If you are in your first few months of drumming you SHOULD have this in your collection and be actively working from it IMO, if not I'd recommend you at least give it the time of day and check it out. And when you do and you think bloody hell that lowender's a good lad this is a great book... mine's a pint of the black stuff ;)
 

JetBlack

Junior Member
Has anyone ever tried either Drumming for Dummies or "An Idiots guide to: Drumming"?

Both come with a CD.
 

Garvin

Pioneer Member
Title: Pure Energy (Tony Royster Jr.)

Star Rating: ###

Target Audience: Anyone into superfast chops, and R&B/Gospel style drumming.

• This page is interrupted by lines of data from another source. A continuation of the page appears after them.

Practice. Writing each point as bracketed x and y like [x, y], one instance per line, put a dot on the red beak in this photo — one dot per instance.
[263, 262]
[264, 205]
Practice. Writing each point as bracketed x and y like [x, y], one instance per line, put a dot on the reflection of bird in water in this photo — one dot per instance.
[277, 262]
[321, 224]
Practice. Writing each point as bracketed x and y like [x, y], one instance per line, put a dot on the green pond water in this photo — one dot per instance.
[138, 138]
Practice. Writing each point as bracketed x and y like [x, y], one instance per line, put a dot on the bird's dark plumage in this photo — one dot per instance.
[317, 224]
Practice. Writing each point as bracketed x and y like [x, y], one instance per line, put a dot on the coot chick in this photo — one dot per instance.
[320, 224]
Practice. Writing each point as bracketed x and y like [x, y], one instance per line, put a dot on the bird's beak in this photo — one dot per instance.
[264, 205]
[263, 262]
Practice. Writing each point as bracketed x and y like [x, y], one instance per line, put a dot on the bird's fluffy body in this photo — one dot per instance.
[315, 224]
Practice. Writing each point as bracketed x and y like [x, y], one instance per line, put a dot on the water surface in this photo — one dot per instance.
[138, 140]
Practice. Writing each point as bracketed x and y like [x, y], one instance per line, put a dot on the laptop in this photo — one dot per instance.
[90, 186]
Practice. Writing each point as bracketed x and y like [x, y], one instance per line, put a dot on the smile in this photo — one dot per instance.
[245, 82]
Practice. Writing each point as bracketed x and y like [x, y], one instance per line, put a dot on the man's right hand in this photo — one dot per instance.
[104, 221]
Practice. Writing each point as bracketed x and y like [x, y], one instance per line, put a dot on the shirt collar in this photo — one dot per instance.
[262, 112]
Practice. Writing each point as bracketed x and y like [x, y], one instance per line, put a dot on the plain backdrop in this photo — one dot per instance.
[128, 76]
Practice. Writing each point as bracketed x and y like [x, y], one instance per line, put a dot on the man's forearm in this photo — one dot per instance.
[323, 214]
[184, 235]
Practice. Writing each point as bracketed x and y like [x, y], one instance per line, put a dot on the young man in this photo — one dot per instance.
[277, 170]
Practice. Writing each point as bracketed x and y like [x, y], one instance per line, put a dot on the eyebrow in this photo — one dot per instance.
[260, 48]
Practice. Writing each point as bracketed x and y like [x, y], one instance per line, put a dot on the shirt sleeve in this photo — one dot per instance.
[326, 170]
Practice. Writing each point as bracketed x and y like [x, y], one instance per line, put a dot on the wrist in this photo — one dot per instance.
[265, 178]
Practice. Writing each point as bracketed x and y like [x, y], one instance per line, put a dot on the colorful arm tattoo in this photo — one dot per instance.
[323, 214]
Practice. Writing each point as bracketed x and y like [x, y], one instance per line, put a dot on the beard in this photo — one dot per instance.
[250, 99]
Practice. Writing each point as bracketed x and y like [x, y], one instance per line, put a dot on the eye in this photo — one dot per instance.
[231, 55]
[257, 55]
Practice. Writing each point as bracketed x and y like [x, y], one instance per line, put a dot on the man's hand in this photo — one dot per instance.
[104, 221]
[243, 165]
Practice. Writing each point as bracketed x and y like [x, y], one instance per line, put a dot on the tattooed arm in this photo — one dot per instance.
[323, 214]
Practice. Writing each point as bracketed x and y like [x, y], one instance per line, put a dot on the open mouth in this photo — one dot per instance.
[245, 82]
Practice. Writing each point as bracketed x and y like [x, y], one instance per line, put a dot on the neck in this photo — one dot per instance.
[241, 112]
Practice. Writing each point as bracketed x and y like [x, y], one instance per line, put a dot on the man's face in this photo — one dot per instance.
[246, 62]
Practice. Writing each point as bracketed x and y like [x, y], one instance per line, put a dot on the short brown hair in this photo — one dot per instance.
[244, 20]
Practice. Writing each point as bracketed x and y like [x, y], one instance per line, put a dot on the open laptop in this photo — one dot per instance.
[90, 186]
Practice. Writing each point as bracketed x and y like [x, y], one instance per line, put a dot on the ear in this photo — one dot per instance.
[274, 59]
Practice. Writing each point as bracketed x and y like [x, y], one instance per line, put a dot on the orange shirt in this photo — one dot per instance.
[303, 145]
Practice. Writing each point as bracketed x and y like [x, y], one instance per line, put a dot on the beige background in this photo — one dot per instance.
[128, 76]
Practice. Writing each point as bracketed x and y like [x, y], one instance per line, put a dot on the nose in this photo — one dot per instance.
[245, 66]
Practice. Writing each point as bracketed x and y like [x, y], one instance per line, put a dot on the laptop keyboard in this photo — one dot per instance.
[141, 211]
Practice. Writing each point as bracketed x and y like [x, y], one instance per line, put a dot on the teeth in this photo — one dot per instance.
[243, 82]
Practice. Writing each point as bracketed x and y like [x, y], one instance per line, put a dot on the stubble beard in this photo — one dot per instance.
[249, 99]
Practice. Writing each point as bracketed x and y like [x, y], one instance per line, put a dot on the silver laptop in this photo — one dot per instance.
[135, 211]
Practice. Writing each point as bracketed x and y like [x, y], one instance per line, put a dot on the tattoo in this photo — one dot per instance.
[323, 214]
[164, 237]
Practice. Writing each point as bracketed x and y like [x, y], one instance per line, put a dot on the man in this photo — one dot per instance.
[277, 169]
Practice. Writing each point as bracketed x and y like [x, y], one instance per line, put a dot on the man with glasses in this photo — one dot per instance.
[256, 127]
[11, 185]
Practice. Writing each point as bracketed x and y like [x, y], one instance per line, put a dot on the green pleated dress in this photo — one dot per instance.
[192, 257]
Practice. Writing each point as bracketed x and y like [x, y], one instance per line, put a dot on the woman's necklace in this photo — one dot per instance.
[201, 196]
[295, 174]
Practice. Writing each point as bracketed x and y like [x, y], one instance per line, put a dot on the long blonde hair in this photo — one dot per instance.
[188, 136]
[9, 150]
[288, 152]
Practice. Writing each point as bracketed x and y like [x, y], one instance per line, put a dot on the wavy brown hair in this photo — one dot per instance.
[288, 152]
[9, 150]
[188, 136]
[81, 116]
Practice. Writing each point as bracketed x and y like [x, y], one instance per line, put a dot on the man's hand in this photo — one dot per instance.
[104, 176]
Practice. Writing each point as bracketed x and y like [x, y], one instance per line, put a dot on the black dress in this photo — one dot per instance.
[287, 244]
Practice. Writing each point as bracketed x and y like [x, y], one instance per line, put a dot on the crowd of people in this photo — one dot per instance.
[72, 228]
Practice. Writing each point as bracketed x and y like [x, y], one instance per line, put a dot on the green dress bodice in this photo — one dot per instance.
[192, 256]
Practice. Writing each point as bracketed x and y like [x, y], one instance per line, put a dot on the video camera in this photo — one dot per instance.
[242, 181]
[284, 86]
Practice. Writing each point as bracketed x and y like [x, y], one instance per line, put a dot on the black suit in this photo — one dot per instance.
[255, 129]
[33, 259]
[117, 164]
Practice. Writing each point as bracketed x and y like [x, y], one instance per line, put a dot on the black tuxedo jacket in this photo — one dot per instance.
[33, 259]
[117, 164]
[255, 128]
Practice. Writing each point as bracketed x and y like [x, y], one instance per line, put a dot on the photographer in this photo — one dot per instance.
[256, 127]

Description: This is a great video to watch for entertainment purposes. There are several pieces with his band, a duet section w/ Nisan Stewart. There is a really cool slide show of his trip to the DW shop, and some pretty good exercises. It's not a very in depth learning video, but if you are a good self-taught drummer, you'll probably be able to pull some good ideas out of this. Other than that, it showcases his inhuman speed and agility on a huge drum-set.